Valeri Simeonov, a co-leader of Bulgaria’s government minority coalition partner the United Patriots, said on November 16 that his surprise announcement of his resignation had come as a result of an “ongoing media campaign” against him.

At 8.20pm, public broadcaster Bulgarian National Television said that Bulgarian PM Boiko Borissov had accepted Simeonov’s resignation as Deputy Prime Minister.

Simeonov has been at the centre of controversy for weeks after he derided protesting mothers of children with disabilities as “shrill women” whose children were “supposedly ill”.

He told reporters at a special news conference at the Cabinet office on the night of November 16 that his resignation as a deputy head of government came as a result of the “media campaign” against him, and attacks on his character, but also against MPs from his National Front for the Salvation of Bulgaria party.

Simeonov said that these latter attacks were based on a “partial publication” of statements by members of his NFSB party.

He was referring to reports about defamatory comments made by one of his MPs about anti-government protesters, reports that caused political clashes between government and opposition on November 16.
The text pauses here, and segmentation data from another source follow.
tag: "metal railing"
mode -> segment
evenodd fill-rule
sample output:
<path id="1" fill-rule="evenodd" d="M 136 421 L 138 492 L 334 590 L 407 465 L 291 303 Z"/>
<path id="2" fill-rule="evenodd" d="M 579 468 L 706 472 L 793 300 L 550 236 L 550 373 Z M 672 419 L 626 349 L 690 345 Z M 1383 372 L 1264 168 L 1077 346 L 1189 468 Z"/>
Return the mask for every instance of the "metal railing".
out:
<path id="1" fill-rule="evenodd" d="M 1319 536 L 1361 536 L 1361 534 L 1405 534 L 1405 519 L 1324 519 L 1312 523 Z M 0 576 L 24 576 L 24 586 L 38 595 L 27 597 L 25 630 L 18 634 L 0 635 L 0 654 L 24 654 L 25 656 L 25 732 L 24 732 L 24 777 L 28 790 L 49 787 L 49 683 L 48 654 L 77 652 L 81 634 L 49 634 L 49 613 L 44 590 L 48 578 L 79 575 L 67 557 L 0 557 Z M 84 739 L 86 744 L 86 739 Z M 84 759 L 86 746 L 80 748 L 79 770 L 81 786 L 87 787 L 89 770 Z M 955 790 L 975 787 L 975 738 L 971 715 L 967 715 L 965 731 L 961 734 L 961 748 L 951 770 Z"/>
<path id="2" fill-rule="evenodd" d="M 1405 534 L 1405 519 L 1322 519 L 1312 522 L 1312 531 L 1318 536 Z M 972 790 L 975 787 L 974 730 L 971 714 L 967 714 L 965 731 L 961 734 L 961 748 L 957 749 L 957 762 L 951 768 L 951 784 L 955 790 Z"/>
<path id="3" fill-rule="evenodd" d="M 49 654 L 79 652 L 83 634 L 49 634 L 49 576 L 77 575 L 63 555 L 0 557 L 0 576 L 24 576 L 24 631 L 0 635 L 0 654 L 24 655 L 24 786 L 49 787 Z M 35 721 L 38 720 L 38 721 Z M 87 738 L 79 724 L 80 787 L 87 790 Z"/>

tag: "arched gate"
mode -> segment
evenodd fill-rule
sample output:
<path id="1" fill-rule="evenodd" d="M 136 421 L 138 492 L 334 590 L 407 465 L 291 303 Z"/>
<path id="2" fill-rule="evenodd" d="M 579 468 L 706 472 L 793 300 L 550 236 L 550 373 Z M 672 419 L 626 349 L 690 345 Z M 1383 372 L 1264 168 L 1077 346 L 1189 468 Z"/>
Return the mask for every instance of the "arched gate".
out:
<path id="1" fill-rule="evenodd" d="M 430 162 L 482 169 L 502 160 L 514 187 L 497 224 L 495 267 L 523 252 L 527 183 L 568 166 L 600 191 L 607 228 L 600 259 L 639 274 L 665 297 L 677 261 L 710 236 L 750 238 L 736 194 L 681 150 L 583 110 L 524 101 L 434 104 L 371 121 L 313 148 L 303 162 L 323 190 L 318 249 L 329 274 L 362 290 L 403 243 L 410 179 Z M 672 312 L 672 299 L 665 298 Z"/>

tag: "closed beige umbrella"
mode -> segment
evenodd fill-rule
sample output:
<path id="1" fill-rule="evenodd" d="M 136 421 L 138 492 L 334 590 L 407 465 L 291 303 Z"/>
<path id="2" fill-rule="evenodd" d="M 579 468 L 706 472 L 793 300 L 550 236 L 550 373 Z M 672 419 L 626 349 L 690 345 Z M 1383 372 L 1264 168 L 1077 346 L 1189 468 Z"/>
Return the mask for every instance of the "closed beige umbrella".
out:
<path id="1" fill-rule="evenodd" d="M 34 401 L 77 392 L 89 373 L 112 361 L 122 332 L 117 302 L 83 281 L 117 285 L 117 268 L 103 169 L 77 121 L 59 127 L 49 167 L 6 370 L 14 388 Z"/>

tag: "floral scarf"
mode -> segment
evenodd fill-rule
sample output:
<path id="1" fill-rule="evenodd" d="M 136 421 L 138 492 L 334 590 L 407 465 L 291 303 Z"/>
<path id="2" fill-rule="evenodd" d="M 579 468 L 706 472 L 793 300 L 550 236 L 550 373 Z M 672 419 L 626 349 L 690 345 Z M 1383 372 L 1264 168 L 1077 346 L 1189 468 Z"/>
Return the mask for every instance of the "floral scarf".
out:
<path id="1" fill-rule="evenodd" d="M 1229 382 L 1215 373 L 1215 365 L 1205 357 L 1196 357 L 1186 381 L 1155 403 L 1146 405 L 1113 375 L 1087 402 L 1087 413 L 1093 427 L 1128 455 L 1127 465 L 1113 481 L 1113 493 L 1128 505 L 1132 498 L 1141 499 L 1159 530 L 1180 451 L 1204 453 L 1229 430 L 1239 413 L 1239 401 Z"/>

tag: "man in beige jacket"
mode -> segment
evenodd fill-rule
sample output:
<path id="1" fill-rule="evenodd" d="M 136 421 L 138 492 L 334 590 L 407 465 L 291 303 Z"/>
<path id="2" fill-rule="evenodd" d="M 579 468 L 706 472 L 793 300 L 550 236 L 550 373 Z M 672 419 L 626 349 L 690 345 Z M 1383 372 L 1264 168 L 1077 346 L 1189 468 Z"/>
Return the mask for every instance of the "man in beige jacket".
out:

“I clearly realise that this is a media campaign that benefits certain political forces,” Simeonov said.

He said that it was not about him personally but about the government of Bulgaria, and he could not be a millstone and create the preconditions for protests and attacks.

Simeonov said that his resignation from government was aimed at “depriving the protests of the cause, at least in part”.

“There is no drama, I am doing what my conscience dictates,” he said. Simeonov said that he was not making the move under pressure but had decided to submit his resignation after consulting his NFSB party.

Counting the night of November 16, the protests demanding Simeonov’s resignation as Deputy Prime Minister have been going on for 26 days.

His resignation coincides with the start of a so-called “national protest” over three days demanding the resignation of Borissov’s government, and after a week of protests over “high fuel prices” also seeking the resignation of the Borissov government.